La mise en texte relève donc ici du défi, de l’outrance même dans le sens où ce texte se présente comme un parcours extrême, qui passe notamment par les méandres de sa composition et par la mise en place de son épellation du nom propre. La reconstitution de ce dernier, puis l’inventaire inversé de sa précédente mise en place ne peut s’opérer que grâce à plusieurs « sauts qualitatifs », différentes opérations textuelles et culturelles qui relèvent de registres différents. Mais surtout, dans le cas de Khatibi, cette épellation ne peut jamais exclure le rapport à la connaissance, à l’opération du savoir ou de la mise en perspective de ce savoir.

Ce dernier présente lui-même plusieurs facettes auxquelles s’intéresse l’écrivain : savoirs modernes issus principalement de leur développement dans la civilisation occidentale ; savoirs historiques issus de la civilisation arabo-musulmane et surtout savoirs traditionnels issus des pratiques populaires qui ont notamment institué un rapport aux seconds, ont travaillé dessus et les ont récupéré pour les intégrer dans une pratique sociale.

Ce rapport, induisant lui-même la relation de transformation de ces cultures les unes par les autres, intéresse au plus haut point l’écrivain dans la mesure où lui-même se considère comme confronté à ce problème.

Dans La blessure du nom propre, il insiste justement sur les passages « qualitatifs » et les transformations dont nous venons de parler, tout en donnant une place essentielle à l’ironie qui caractérise ces mêmes pratiques, ou plus exactement à la pratique ironique et à la subversion, l’évidement du sens qui font finalement de ces emprunts, des rituels dont le côté esthétique et exutoire d’une certaine représentation sont à mettre en évidence.

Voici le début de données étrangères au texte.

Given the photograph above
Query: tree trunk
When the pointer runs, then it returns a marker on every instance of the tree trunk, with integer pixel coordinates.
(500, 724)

Khatibi entreprend de le faire dans La blessure du nom propre : livre original, dans lequel il montre cette action essentielle de décantation et de détournement constituée par la « récupération des savoirs historiques », notamment ceux qui ont pris forme avec et autour du Coran : récupérations, bricolages culturels qui rendent compte d’un rapport dynamique par rapport à la culture de base.

Nous avons parlé précédemment du comique ou plus exactement de la dimension parodique de l’écriture de Khatibi ; on peut même parler d’énonciation parodique ; cette dernière provoque une déstabilisation du discours, suivie par une déstabilisation du lecteur lui-même, qui ne sait plus à quel degré il doit décoder ce qu’il lit et ce qui est dit. Cette énonciation installe don la parole sur plusieurs niveaux :

L’affirmation, l’affirmation ironique entraînée notamment par le recul que possède l’énonciateur ou l’émetteur lui-même, et enfin l’énonciation sciemment contradictoire à effet comique et voulue comme telle.

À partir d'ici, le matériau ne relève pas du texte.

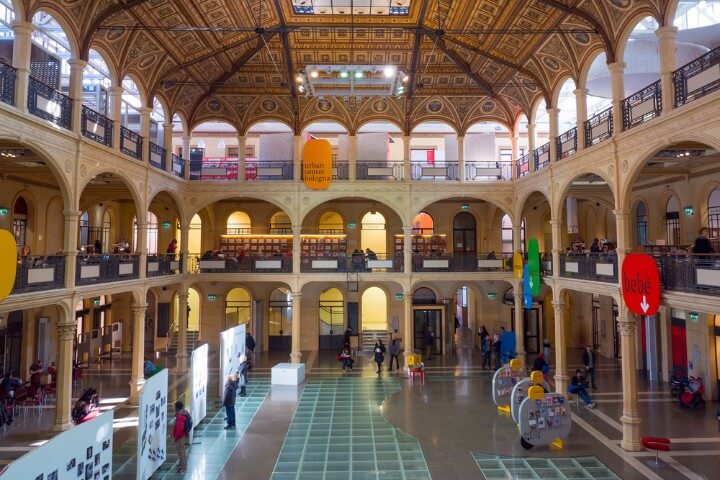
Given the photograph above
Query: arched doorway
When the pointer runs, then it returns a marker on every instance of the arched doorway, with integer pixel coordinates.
(279, 326)
(331, 318)
(238, 309)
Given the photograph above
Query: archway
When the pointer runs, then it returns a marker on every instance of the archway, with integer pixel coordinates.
(331, 319)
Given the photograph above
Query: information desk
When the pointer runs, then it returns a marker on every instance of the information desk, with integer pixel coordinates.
(288, 374)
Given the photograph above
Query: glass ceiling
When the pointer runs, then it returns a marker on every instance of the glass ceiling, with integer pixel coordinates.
(355, 7)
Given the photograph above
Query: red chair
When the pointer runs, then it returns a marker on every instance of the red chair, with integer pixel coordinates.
(658, 444)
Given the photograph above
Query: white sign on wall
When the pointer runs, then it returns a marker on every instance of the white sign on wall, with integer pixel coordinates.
(83, 452)
(232, 344)
(198, 390)
(152, 425)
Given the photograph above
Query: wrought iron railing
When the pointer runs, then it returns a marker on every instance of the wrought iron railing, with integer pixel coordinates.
(39, 273)
(49, 104)
(162, 265)
(542, 156)
(96, 126)
(599, 267)
(439, 170)
(178, 166)
(157, 156)
(7, 83)
(106, 268)
(380, 170)
(566, 143)
(697, 78)
(478, 170)
(599, 127)
(642, 106)
(130, 143)
(523, 165)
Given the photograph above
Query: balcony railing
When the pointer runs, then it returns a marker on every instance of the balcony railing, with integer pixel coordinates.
(542, 156)
(96, 126)
(697, 78)
(130, 143)
(240, 264)
(690, 273)
(380, 170)
(597, 267)
(157, 156)
(162, 265)
(440, 170)
(39, 273)
(471, 262)
(566, 143)
(523, 166)
(49, 104)
(642, 106)
(178, 166)
(7, 83)
(500, 170)
(105, 268)
(598, 127)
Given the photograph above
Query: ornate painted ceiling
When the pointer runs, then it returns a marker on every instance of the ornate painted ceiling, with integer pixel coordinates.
(236, 60)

La valeur énonciative de la parodie est donc celle d’installer le flottement, une suffisance également, qui est celle du bouffon et du roi simultanément : une autre manière d’affirmer que le rire est l’autre versant indispensable du sérieux (puisqu’il prodigue une connaissance), et que tout travail de réflexion, quelle que soit son ampleur, entraîne forcément son versant d’ombre et de recul, à même de provoquer le rire. Ce dernier permettrait notamment de se prémunir contre une tendance certaine à la prétention à un savoir définitif, à une connaissance efficace au point de finir par remplacer toute réflexion et toute interrogation.

La faconde et le brio dont fait preuve Khatibi inclut néanmoins le déploiement d’une écriture « à trous », qui suspend volontiers le texte, par la parodie et le rire comme nous venons de le voir, mais également par une « stratégie de retrait », comme nous l’appellerons. Cette stratégie suppose, elle aussi, le regard et le verbe moqueur, embusqué derrière le déploiement du texte ; stratégie qui équivalent en quelque sorte à la farce, dans sa signification littéraire et anthropologique. Historiquement ce genre éminemment théâtral se base sur une intrigue rudimentaire aux rebondissement quelque peu primaires, et attendus plus ou moins par le public, mais qui provoquent néanmoins son plaisir et son rire, voire sa participation quelque peu grivoise.